Let $ABCDEF$ be a convex hexagon in which $AB=AF$, $BC=CD$, $DE=EF$ and $\angle ABC = \angle EFA = 90^{\circ}$. Prove that $AD\perp CE$.
Problem
Source: 2019 Baltic Way P13
Tags: geometry
MarkBcc168
18.11.2019 13:42
Draw circles $\odot(C,CD)$ and $\odot(E,ED)$. Clearly $AB,AF$ are tangents so $AD$ is the radical axis of these circles. Hence we are done.
RC.
18.11.2019 14:47
Ok not as elegant as above but, let \(P_1, P_2\) the feet of \(\perp\) from \(B, F\) on \(AC, AE\), clearly concurrent on \(AD\) by Sondat's theorem. Also, by PoP \(AP_1 \times AC = AP_2 \times AE = AB^ 2\), implying the conclusion.
timon92
20.11.2019 21:00
This problem was proposed by Burii.
amar_04
20.11.2019 21:21
2019 Baltic Way P13 wrote: Let $ABCDEF$ be a convex hexagon in which $AB=AF$, $BC=CD$, $DE=EF$ and $\angle ABC = \angle EFA = 90^{\circ}$. Prove that $AD\perp CE$.

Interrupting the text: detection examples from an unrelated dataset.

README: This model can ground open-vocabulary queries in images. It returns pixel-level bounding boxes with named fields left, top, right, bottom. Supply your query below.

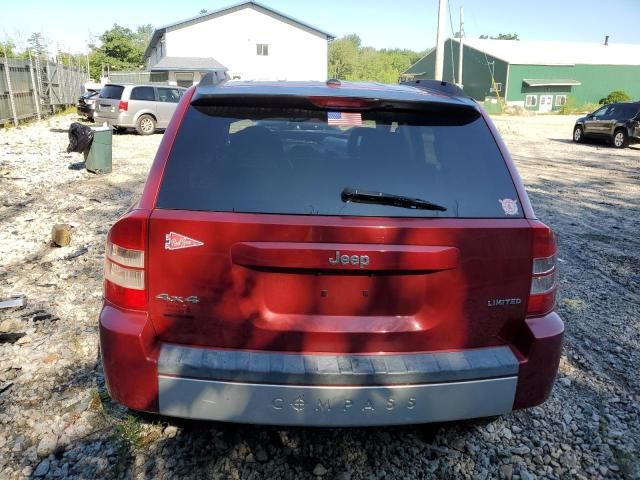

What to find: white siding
left=163, top=8, right=327, bottom=80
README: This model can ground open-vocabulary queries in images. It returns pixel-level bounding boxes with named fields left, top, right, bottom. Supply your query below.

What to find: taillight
left=527, top=220, right=557, bottom=315
left=104, top=210, right=149, bottom=310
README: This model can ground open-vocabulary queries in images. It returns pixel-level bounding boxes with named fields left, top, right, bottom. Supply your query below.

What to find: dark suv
left=573, top=102, right=640, bottom=148
left=100, top=81, right=564, bottom=426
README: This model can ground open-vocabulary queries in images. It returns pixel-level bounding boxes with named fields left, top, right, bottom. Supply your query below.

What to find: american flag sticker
left=327, top=112, right=362, bottom=126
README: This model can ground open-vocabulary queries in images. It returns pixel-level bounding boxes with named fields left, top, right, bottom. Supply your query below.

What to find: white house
left=145, top=1, right=334, bottom=86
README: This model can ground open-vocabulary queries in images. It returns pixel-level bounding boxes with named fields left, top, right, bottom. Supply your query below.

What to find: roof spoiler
left=400, top=79, right=466, bottom=97
left=198, top=70, right=231, bottom=86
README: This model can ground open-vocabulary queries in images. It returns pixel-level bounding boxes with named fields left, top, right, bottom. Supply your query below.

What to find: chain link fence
left=0, top=58, right=88, bottom=126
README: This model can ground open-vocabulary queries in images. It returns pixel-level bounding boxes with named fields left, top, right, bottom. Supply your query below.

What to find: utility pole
left=434, top=0, right=448, bottom=81
left=458, top=7, right=464, bottom=88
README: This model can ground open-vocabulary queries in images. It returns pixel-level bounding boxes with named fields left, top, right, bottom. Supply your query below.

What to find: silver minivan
left=94, top=83, right=186, bottom=135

$$(AC^2-AE^2)=(AB^2+BC^2)-(AF^2+FE^2)=(BC^2-FE^2)=(CD^2-DE^2)\implies AD\perp CE$$
AliAlavi
30.09.2022 19:01
let $w_1,w_2$ two circles with Centers $C,E$ and radius circle $BC,EF$. $AD\perp EC$ if we show $A,D$ are in common chord of $w_1,w_2$ point $D$ lie on two circles and $AB,AF$ are tangents from $A$ to $w_1,w_2$ and $AB=AF$. so $A$ lie on common chord of $w_1,w_2$ so $AD\perp EC$.
Attachments:
Geometry285
30.09.2022 19:25
A little more fleshed out. Let $\omega_1$ and $\omega_2$ denote the circumcircles of $FED$ and $DCB$ respectively. I claim that $A$ lies on the radical axis of $\omega_1$ and $\omega_2$. This is equivalent to the statement $pow(A,\omega_1) = pow(A,\omega_2)$ which is obviously true because $AE^2-FE^2=AC^2-BC^2$ by the original condition. Therefore $AD$ is the radical axis of $\omega_1$ and $\omega_2$, which implies the result.